The sea captain is typically liable for the ship's bookkeeping, crew salary, and supplies. He is also responsible for submission with immigration and customs policies, maintaining the ship's documentations and credentials, and conformity with the craft’s security plan, as instructed by the International Maritime Organization. In addition, he is to blame for responding to and reporting in case of calamities and skirmishes, and in case of injuries and illness among the ship's crew and passengers.
The following are some outstanding brief histories of the sea captains that have mastered the sea:
- William Adams – the first Englishman to ever reach Japan
- Pedro Alvare Cabral – the first Portuguese explorer to discover the sea route to Brazil
- Christopher Columbus – A Genoan navigator who managed to discover the New World
- Stephen Decatur – the youngest American to ever reach the rank of captain in the Navy
- Francis Drake – an Englishman who made circumnavigation of the globe possible
- Robert Fitz Roy – captain of Darwin's HMS Beagle, and made weather forecasting more reliable
- Vasco de Gama – a Portuguese explorer who discovered a route to the Spice Islands (India) from Europe
- Minoru Genda – the Japanese strategist behind the attack on Pearl Harbor in 1941
- Ferdinand Magellan – led the first circumnavigational expedition
- Edward Smith – Captain of the Titanic when it sank in 1912
However, there are fictional sea captains that have done outstanding feats in the literary ocean:
- Captain Ahab – the fictional hero of “Moby Dick” by Herman Melville
- Captain Englehorn – the ship captain in the “King Kong” series
- Captain James Hook – the evil captain in “Peter Pan”
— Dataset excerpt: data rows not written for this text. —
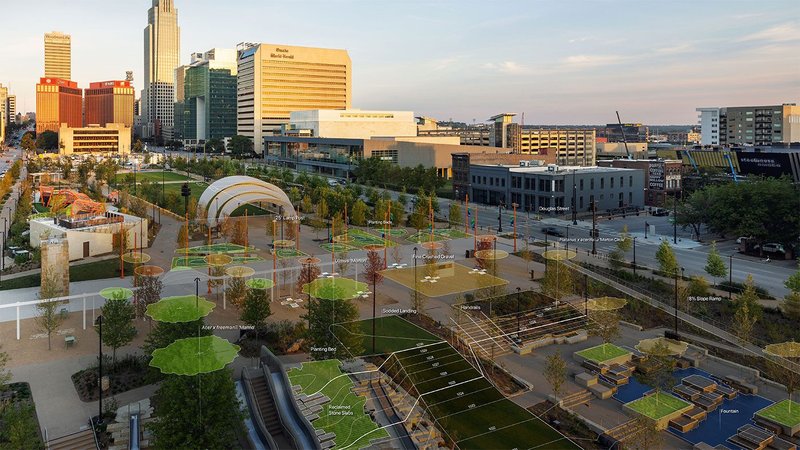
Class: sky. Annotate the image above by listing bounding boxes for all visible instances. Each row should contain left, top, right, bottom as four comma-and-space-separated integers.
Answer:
0, 0, 800, 125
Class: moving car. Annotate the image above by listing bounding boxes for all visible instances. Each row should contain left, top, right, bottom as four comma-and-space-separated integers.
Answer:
542, 227, 564, 237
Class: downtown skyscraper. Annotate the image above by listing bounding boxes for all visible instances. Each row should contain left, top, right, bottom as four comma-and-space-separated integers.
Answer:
142, 0, 181, 141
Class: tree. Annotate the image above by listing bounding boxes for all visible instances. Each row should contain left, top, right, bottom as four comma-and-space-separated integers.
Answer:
544, 352, 567, 401
656, 241, 678, 276
35, 277, 67, 350
239, 288, 272, 339
225, 277, 247, 308
448, 201, 464, 227
95, 296, 138, 365
0, 401, 44, 450
705, 241, 728, 286
20, 133, 36, 152
147, 369, 244, 448
781, 291, 800, 321
350, 199, 368, 226
228, 134, 253, 158
783, 259, 800, 292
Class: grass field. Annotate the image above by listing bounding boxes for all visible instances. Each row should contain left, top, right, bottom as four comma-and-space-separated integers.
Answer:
577, 344, 630, 362
381, 262, 508, 297
117, 171, 186, 183
0, 259, 133, 291
288, 359, 389, 450
756, 399, 800, 427
406, 228, 472, 244
344, 316, 577, 450
172, 255, 264, 269
303, 277, 368, 300
625, 392, 691, 420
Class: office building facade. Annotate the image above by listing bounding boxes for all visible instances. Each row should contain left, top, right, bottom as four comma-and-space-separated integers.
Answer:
84, 81, 135, 128
236, 43, 351, 153
58, 123, 131, 156
44, 31, 72, 80
696, 103, 800, 146
36, 78, 83, 134
180, 48, 237, 146
142, 0, 180, 140
469, 164, 644, 215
- Captain Jack Sparrow – the skilled captain of the Black Pearl in “Pirates of the Carribean”
- Captain Nemo – Jules Verne's wise captain of the ship Nautilus in “20,000 Leagues Under the Sea”
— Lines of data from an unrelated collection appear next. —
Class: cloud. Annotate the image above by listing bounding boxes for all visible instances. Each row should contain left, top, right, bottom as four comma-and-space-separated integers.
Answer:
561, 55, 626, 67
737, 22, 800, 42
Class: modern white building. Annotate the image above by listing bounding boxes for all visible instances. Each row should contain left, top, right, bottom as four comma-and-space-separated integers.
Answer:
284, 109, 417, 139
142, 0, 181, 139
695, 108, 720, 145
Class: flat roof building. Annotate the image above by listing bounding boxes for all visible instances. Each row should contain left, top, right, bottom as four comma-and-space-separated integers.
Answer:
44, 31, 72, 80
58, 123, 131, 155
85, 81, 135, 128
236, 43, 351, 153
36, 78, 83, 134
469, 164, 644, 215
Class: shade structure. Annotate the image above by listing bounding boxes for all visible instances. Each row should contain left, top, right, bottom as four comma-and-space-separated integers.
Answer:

A sea captain, no matter how colorful his adventures, may require a Master Mariner’s license issued by his country of origin. Great sea captains hold unlimited master’s licenses and are not restricted by their vessels’ tonnage or geographical origin. A contender for an unlimited master's licenses needs several years of seaworthy knowledge as third, second, and chief mate.
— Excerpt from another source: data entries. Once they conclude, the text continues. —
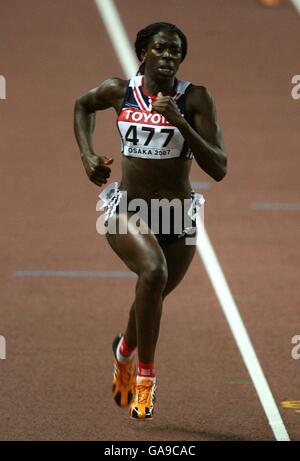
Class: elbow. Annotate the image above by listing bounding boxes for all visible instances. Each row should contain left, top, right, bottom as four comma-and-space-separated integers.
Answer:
213, 157, 227, 182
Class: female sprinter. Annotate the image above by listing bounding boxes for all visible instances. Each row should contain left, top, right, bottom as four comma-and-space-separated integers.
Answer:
74, 22, 227, 420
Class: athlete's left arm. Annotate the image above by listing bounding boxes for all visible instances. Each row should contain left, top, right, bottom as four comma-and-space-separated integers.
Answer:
178, 85, 227, 181
153, 85, 227, 181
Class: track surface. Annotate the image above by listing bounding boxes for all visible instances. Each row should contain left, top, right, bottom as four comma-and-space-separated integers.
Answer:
0, 0, 300, 440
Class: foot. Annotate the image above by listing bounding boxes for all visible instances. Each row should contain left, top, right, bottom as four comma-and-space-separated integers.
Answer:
112, 335, 135, 407
129, 378, 157, 420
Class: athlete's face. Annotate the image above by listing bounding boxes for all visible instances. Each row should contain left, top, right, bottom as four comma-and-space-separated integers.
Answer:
142, 31, 182, 79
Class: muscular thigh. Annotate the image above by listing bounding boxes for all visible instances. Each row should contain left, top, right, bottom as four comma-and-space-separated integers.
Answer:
106, 213, 166, 274
162, 238, 196, 297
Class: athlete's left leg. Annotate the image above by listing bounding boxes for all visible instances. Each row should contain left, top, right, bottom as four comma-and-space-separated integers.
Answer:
124, 237, 196, 347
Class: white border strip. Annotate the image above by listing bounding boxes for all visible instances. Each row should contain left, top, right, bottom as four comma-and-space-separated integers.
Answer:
95, 0, 289, 441
291, 0, 300, 14
95, 0, 138, 78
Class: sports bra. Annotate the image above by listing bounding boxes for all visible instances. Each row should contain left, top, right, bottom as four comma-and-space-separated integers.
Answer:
117, 75, 193, 160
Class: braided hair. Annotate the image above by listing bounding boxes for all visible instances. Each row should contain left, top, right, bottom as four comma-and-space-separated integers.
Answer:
135, 22, 187, 75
During navigation, a sea captain represents official authorities like the notary public and police enforcement. He also has the official power to use extreme force to defend the interests of the flag state, ship owner, the ship environment, cargo owners, his crew, vessel passengers and the safe navigation activities and laws. Nobody on board, regardless of his authority, during ship navigation can override the Captain in his important office. All persons aboard that conform to the nautical and navigation laws remain under the command and authority of the sea Captain.